Vol.965 19年6月29日 週刊あんばい一本勝負 No.957


あわただしく旅の準備

6月8日 来週早々には海外に旅立つ。そのため週末は何も予定を入れていない。旅の準備をするためだがスーツケースはすでに成田に送ってある。だから物理的な準備というよりは、目的である取材コンテンツの確認作業が週末の主な仕事だ。取材する予定の場所や人物の事前確認や資料に目を通す。限られた時間で広大なエリアを駆け回らなければならないから効率的な選択が求められる。現地では躊躇していると時間はすぐに失われる。「もしか」のためにいろんな「代替案」も想定し、その準備も必要だ。取材というかインタビューが下手なので、あらかじめ想定問答集も作っている。いやはや現地に行く前にこれでは疲れて動けなくなりそうだ。

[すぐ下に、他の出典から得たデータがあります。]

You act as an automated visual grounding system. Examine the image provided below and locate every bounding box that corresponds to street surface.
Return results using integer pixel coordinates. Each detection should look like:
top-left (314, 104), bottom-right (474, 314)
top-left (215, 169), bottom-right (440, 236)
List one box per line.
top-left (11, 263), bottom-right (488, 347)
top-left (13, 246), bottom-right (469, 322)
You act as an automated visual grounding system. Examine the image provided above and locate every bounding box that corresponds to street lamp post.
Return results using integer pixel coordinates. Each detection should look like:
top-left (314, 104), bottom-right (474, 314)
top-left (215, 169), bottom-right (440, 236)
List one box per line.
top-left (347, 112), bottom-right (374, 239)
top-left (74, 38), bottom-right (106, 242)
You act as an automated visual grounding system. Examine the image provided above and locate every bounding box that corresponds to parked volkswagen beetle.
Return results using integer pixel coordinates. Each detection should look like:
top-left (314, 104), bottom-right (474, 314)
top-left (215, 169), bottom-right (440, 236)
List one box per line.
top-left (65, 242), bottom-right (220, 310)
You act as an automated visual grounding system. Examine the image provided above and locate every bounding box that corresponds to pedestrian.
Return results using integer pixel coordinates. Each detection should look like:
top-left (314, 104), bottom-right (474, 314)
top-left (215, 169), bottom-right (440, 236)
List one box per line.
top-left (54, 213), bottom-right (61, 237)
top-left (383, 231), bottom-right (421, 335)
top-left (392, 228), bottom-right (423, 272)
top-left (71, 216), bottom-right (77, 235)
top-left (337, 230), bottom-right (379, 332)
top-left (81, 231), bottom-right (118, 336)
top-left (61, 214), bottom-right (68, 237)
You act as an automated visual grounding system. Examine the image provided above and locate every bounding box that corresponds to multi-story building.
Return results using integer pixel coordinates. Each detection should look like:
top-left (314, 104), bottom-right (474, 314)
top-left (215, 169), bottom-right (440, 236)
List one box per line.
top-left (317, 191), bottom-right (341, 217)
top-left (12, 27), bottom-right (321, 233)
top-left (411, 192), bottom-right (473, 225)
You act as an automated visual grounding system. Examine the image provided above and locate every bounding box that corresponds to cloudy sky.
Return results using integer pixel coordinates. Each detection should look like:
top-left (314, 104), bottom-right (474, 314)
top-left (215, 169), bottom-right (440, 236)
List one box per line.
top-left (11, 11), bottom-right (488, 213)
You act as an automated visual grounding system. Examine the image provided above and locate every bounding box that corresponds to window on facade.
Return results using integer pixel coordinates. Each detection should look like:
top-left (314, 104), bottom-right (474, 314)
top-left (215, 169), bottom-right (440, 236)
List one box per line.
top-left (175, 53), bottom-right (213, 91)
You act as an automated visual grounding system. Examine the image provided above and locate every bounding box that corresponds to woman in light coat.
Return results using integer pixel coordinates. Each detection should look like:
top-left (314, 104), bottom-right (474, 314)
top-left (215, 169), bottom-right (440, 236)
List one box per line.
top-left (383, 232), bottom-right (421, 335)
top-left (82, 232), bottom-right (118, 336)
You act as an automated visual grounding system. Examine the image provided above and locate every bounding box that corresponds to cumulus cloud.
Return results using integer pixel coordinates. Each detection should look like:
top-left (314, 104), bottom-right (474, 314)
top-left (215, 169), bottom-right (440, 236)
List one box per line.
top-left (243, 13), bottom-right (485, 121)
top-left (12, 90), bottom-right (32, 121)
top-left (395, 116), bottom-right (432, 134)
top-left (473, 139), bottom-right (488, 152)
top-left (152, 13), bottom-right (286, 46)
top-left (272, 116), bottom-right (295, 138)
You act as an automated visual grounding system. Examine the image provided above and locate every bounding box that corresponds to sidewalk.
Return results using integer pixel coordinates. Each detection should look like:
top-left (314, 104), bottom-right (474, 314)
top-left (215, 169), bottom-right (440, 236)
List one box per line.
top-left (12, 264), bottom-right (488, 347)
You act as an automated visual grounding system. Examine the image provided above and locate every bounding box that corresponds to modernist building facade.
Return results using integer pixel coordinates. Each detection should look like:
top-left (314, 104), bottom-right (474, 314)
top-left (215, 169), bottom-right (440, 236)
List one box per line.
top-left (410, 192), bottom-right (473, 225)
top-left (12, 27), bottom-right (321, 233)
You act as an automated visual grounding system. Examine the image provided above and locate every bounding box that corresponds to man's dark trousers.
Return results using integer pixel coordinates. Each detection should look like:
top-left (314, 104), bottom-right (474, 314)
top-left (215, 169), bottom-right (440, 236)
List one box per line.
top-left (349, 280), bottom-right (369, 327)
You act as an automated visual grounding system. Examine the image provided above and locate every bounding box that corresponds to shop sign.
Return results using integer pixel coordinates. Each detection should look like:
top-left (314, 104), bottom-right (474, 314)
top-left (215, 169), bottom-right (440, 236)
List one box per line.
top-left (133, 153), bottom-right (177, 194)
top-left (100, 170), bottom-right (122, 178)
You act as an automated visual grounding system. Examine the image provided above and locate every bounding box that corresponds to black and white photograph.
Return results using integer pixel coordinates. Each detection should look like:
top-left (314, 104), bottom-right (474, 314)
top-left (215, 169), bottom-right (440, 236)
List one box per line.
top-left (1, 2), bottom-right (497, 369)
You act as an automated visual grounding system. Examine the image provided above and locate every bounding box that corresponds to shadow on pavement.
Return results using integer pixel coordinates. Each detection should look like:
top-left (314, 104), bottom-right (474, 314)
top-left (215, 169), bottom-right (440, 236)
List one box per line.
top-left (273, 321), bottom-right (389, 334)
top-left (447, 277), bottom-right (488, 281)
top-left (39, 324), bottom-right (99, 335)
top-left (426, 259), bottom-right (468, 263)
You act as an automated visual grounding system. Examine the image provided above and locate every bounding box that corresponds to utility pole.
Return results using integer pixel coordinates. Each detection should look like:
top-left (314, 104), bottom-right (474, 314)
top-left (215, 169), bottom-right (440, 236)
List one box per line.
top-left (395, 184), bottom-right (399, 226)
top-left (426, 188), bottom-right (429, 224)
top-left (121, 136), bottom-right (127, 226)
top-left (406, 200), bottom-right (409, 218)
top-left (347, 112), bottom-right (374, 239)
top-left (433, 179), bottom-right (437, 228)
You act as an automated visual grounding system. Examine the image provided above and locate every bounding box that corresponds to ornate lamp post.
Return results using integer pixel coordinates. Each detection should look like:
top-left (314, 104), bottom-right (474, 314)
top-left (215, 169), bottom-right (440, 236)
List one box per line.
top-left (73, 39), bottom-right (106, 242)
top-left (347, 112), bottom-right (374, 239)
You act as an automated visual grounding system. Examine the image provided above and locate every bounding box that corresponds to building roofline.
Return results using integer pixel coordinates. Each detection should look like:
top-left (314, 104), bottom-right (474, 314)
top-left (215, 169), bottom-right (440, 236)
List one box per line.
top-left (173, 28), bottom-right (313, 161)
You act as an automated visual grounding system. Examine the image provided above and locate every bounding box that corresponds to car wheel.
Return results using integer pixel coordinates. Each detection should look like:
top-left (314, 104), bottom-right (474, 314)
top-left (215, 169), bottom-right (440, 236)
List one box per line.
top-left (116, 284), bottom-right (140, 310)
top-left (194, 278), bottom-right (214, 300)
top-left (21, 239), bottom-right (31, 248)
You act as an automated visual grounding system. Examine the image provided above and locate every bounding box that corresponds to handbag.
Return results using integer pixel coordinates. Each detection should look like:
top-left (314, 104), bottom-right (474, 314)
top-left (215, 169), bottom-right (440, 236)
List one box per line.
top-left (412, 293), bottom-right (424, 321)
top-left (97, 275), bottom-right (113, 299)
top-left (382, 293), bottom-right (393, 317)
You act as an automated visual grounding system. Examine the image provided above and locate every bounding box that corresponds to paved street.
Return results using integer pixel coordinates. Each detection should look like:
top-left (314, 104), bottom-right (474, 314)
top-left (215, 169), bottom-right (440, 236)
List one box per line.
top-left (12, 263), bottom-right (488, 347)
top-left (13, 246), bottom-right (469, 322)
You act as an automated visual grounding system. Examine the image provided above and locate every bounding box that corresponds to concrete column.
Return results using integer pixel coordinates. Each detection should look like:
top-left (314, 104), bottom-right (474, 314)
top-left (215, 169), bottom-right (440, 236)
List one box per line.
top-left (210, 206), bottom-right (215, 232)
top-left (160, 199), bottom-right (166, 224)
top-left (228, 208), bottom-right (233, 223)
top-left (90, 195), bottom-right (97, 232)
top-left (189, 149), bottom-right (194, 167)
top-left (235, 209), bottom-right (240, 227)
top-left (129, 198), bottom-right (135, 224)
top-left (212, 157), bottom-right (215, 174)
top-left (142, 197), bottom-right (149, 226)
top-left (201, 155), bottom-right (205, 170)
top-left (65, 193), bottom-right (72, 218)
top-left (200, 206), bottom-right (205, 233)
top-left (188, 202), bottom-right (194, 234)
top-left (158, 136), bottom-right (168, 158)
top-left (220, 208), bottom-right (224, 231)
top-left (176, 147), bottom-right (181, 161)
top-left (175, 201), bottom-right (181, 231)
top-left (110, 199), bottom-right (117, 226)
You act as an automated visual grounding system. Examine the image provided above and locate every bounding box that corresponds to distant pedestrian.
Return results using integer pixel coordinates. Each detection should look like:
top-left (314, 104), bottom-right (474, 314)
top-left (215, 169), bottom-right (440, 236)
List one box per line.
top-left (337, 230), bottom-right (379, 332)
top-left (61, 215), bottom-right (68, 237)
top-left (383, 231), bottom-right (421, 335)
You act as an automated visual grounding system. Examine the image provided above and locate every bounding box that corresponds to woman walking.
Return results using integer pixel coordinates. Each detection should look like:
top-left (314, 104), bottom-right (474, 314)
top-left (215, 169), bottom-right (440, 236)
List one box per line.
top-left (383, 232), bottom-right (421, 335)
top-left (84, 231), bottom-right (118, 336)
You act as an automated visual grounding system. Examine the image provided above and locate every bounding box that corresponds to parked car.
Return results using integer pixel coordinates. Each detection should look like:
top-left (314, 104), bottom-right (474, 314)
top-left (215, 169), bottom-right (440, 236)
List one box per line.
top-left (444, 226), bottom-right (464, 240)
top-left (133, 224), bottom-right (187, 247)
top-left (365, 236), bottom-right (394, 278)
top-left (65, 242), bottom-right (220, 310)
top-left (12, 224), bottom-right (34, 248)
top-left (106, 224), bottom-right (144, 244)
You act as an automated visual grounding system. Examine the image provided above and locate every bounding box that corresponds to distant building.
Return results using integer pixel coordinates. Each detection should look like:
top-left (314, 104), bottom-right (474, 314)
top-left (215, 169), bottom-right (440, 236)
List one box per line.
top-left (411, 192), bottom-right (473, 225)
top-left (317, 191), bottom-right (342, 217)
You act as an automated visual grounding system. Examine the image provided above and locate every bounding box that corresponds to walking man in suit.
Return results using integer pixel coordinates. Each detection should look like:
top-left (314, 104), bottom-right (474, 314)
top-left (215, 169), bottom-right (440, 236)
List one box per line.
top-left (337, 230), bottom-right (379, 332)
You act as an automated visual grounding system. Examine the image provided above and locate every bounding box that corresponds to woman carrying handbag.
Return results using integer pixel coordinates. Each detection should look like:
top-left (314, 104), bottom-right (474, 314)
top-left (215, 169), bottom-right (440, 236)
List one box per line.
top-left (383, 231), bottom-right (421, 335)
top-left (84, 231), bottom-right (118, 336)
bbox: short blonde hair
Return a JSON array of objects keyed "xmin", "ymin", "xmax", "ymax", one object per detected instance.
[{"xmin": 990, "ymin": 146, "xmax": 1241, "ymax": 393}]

6月9日 内澤旬子著『ストーカーとの七〇〇日戦争』(文春)読了。ありふれた別れ話から突然ストーカーに豹変した男との二年間の戦いを描いたノンフィクション。一挙に読んでしまった。彼女の文章力がとにかくすごい。著者の身に起きた実話なのだが、ギリギリまで精神的に追い込まれても、最後は自らの「発信力」を武器にストーカに闘いを挑み、相手をぶちのめす。泣き寝入りするしかない女性たちに具体的な戦い方も、自分の失敗例とともに示されている。他人事とは思えない文章があった。「(高齢の)地方在住男性には、人との距離感やプライバシーの考え方が田舎特有の濃密さのまま、スマホやSNSなどの最新道具を使いこなしてしまう人が少なくない」という件。うちの本の読者でも、本を買ってやったというだけで信じられないほど威高に電話してくる人も少なくない。

6月10日 半そでシャツをきて仕事をするようになると、なぜか蕎麦が食べたくなる。でも秋田市にはまっとうな蕎麦屋さんがほとんどない。これは悪口ではなく蕎麦を食べる食習慣が「薄い」という意味だ。幸いにも、救荒作物として蕎麦を植えて収穫しなければならなかった農業環境がなかったのだ。コメのできそうな場所にはかなりの無理をしてもコメを作り、それがお金になった。大きな災害や凶作と無縁だったことも大きな要因だ。だから蕎麦とは縁がない土地なのが、ある意味、それは「豊かさ」というステータスでも当時はあった。閑話休題。最近、あのチェーン店の「南部家敷」の蕎麦が自分の好みにけっこうあっていることを発見した。毎日のように昼を食べに通っているのだが、まだ飽きない。もしかすれば夏の間は南部家敷通いは続く可能性もある。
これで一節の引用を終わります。